Approved Retirement Fund (ARF/AMRF)
An Approved Retirement Fund (ARF) is a post retirement contract. On retirement from a pension contract and following withdrawal of any tax efficient lump sum, the balance pension funds can be invested in an ARF. This is subject to first having satisfied a requirement for a guaranteed minimum pension income for life of €12,700 p.a. or having invested the first €63,500 in an AMRF). The ARF was originally only accessible to individuals retiring from personal pension contracts or company directors (5%). This option is now also available to individuals retiring from employer sponsored defined contribution pension schemes, if permitted by the Trust Deed and Rules. This allows many individuals the opportunity to retain their retirement fund for either passing on to their spouse, the next generation or for purchase of an annuity at a later date. It also gives an individual control of their investment decisions.
Who can invest in an ARF?
The NRFM Self-Invested ARF is an option available to:-
- Existing holders of either self-invested ARF’s or ARF’s with insurance companies.
- Holders of vested PRSA’s
- Personal Pension holders
- PRSA policy holders
- AVC policy holders
- Employer sponsored Defined Contribution pension schemes
- SSAPS, subject to certain conditions
- Transfers from DB wind ups, subject to certain conditions
Investment growth generated by ARF and AMRF investments is exempt from income tax and capital gains tax in certain jurisdictions.
Investment choice, control and flexibility
The NRFM Self-Invested ARF offers the holder the opportunity to manage their retirement funds without the investment restrictions usually found with traditional life assurance products. The self-invested ARF is designed for individuals that are comfortable with making their own investment decisions and have a clear understanding of investment risk.
As with all our self-invested products, funds can be spread between a wide range of allowable investments including:
- Direct share dealing facilities through a nominee stock broking account/online platform
- Direct property and syndicated investments
- Bank deposit accounts
- Structured products such as tracker bonds
- Institutional funds including many leading external investment managers
- A variety of collective investment schemes including unit trust arrangements
Unlike a life assurance company, we hold the ARF assets in trust on behalf of the ARF investor. This means that clients’ assets are not held on NRFM’s balance sheet. All accounts are individually designated in the clients name and the client is a co signatory on their investments and individual bank accounts.
Existing pension assets can be transferred in specie to a NRFM Self-Invested ARF. For example, property held in any existing Small Self-Administered Pension Scheme (SSAPS) can be transferred into an ARF. This allows the ARF holder to retain any direct property as a retirement fund asset and have the rental income as a pension.
ARF investments where holders are over age 60 for the full year of assessment, are currently subject to imputed distribution requirements of 4%,5% or 6% annually depending on the size of the retirement fund. AMRFs are not subject to these rules. Capital held in an AMRF is not accessible until the holder reaches age 75, however, any investment growth may be withdrawn.

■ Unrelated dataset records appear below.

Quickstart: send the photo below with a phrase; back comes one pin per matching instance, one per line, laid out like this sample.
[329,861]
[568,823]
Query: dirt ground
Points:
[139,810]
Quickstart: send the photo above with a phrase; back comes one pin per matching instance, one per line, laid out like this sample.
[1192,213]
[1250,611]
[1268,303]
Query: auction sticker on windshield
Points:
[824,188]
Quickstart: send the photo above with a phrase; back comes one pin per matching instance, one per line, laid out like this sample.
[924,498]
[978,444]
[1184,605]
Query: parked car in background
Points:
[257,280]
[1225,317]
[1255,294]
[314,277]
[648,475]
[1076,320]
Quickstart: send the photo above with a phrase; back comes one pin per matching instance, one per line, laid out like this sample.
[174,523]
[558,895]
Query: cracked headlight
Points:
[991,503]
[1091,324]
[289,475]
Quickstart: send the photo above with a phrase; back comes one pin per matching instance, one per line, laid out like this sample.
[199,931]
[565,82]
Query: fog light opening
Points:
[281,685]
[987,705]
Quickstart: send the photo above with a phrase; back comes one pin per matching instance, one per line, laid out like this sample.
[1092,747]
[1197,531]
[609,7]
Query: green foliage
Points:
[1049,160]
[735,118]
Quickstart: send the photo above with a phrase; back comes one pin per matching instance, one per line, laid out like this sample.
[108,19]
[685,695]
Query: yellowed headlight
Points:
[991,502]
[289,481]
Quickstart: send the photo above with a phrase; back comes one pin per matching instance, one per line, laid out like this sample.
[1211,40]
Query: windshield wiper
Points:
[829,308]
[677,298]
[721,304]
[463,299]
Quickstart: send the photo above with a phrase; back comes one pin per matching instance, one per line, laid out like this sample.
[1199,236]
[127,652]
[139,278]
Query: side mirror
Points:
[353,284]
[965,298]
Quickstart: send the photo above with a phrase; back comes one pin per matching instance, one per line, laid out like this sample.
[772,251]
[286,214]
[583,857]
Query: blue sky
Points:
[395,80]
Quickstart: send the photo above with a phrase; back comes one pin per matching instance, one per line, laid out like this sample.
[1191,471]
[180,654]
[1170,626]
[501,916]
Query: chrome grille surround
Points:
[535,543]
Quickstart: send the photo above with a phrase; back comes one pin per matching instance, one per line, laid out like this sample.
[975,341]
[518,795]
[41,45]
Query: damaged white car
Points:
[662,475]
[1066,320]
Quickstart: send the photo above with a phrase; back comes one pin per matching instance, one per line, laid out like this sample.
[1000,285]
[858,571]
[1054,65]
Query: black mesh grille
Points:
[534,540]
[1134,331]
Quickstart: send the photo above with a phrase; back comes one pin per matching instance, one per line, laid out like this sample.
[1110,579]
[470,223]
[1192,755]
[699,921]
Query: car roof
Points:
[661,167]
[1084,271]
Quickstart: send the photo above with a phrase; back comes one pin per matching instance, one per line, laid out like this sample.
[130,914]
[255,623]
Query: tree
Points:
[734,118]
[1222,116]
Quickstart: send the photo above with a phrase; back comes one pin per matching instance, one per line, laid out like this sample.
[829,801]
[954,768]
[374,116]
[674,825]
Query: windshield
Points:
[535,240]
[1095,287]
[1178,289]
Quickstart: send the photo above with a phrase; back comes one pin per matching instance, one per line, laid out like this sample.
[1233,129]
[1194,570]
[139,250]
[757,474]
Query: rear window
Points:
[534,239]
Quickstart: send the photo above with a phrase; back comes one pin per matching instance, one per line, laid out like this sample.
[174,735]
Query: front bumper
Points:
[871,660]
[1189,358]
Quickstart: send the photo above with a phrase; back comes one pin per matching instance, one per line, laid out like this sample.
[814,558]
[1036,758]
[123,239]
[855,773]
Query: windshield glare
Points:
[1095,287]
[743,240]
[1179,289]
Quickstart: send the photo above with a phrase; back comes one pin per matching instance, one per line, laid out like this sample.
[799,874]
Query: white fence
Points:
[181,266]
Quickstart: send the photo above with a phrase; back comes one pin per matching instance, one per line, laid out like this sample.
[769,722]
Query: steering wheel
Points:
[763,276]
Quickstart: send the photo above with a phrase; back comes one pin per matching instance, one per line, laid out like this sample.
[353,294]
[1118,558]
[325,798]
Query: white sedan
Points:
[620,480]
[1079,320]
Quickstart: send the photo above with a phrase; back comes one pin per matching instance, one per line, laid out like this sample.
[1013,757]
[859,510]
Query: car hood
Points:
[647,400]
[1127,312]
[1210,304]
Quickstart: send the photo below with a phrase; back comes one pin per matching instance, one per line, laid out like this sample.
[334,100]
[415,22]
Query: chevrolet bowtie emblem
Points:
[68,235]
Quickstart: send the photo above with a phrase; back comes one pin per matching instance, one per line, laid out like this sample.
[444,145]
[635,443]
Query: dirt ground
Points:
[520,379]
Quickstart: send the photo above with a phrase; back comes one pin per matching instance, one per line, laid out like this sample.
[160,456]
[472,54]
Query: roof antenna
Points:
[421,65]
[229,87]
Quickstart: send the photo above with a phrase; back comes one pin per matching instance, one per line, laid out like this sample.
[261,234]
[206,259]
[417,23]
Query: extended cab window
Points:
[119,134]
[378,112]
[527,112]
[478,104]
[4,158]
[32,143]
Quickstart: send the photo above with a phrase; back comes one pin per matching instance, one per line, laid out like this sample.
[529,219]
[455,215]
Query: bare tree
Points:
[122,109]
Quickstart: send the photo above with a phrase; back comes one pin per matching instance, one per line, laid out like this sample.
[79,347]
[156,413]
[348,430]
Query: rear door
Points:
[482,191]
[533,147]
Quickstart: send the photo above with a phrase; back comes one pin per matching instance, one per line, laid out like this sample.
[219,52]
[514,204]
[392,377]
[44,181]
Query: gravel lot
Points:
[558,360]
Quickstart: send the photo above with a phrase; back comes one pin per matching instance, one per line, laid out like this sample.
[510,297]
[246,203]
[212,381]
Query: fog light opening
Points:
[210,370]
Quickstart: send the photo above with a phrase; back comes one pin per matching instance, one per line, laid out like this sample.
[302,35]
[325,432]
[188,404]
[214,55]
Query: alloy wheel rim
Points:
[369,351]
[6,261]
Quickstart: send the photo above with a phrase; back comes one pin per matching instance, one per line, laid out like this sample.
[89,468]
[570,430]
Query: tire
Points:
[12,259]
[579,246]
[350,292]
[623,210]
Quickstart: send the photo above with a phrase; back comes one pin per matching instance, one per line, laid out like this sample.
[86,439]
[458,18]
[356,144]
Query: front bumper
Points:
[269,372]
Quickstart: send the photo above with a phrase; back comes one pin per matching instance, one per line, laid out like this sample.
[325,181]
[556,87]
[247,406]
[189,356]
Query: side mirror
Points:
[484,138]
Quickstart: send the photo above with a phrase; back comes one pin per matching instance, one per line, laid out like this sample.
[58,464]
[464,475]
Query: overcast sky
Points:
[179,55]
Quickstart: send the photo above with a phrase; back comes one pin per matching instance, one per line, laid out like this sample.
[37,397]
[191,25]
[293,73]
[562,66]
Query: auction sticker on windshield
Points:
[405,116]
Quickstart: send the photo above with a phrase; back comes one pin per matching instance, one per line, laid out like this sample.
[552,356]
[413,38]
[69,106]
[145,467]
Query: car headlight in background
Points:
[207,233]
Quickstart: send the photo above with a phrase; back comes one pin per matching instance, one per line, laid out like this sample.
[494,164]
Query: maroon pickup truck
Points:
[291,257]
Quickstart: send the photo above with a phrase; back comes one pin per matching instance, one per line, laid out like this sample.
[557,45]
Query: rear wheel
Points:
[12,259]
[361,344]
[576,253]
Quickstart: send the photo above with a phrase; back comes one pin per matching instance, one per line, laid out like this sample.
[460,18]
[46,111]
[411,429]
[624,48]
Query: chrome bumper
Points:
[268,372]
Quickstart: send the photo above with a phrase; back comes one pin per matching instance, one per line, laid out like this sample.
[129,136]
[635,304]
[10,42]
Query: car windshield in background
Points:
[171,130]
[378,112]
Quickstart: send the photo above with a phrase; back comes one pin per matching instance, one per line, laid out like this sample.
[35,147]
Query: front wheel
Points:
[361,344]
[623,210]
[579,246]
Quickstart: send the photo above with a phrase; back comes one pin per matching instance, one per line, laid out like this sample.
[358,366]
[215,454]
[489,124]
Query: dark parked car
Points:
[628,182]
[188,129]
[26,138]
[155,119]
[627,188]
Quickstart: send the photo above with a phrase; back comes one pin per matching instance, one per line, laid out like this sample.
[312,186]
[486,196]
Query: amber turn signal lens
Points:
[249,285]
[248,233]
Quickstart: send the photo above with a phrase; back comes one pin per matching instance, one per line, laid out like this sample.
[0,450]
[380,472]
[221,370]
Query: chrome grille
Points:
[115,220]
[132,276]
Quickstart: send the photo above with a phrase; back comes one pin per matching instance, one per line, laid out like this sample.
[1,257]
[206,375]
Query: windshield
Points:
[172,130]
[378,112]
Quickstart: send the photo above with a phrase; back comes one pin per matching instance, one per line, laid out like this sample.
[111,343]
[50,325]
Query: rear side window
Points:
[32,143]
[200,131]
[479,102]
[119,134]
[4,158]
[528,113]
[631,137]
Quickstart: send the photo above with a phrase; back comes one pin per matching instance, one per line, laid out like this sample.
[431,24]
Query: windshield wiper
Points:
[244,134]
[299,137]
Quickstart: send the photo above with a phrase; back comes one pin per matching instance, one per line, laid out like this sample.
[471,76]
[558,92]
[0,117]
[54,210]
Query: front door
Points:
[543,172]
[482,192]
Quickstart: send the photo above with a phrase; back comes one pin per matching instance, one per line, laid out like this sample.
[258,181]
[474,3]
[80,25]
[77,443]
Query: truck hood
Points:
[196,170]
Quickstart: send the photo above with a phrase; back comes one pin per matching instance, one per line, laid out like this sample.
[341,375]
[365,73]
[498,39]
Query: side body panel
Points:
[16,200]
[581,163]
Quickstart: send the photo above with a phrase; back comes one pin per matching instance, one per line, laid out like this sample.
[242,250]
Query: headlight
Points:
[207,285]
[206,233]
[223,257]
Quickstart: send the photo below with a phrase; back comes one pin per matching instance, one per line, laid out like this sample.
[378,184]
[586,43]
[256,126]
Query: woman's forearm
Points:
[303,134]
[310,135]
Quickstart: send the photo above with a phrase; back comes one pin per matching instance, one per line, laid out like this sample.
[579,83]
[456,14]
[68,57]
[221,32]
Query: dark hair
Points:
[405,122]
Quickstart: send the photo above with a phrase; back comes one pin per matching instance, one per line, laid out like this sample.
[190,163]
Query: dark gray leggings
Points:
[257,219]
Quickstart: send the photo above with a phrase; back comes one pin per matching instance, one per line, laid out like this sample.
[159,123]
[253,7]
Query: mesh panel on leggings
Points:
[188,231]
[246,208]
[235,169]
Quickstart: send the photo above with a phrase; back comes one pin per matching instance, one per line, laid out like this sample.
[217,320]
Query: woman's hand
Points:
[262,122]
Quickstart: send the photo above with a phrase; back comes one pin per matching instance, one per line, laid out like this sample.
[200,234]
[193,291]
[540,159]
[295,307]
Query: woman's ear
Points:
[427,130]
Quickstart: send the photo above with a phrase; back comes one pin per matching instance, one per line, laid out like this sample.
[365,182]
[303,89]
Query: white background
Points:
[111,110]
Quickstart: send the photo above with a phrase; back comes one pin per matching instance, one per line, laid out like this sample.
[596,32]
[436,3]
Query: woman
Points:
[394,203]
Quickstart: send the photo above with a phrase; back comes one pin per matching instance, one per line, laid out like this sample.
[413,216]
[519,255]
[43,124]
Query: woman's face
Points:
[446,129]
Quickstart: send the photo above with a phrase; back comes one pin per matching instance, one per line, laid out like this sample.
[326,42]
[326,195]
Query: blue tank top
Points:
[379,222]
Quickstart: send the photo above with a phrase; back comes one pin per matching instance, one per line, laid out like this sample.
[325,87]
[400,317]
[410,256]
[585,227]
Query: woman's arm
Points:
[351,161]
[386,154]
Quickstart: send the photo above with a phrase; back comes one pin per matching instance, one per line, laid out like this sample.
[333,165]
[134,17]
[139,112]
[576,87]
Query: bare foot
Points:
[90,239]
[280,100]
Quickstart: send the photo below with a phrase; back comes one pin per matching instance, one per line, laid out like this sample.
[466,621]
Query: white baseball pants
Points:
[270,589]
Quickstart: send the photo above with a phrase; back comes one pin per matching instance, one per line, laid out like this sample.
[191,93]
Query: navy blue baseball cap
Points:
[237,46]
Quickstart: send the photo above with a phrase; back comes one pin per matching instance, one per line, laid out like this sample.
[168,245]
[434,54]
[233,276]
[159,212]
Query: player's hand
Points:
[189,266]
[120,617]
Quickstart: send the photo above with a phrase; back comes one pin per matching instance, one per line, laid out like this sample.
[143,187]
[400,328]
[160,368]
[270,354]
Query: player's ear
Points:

Competitive and transparent charges
With the imputed distribution requirement on ARFs, keeping management costs down can be as important for safeguarding capital preservation as choosing the right investment strategy.
The NRFM ARF and AMRF are very cost effective for administering retirement funds. There is a single set up cost to the individual and then a simple Annual Management Charge (AMC) which is calculated by applying a percentage based on the entire funds.
100% of ARF funds are invested. This also means we don’t tie clients to any ‘locked in period’ or subject ARF holders to any encashment charges if the client decides to withdraw all their funds (as a taxable income) purchase an annuity or move their ARF to another product provider.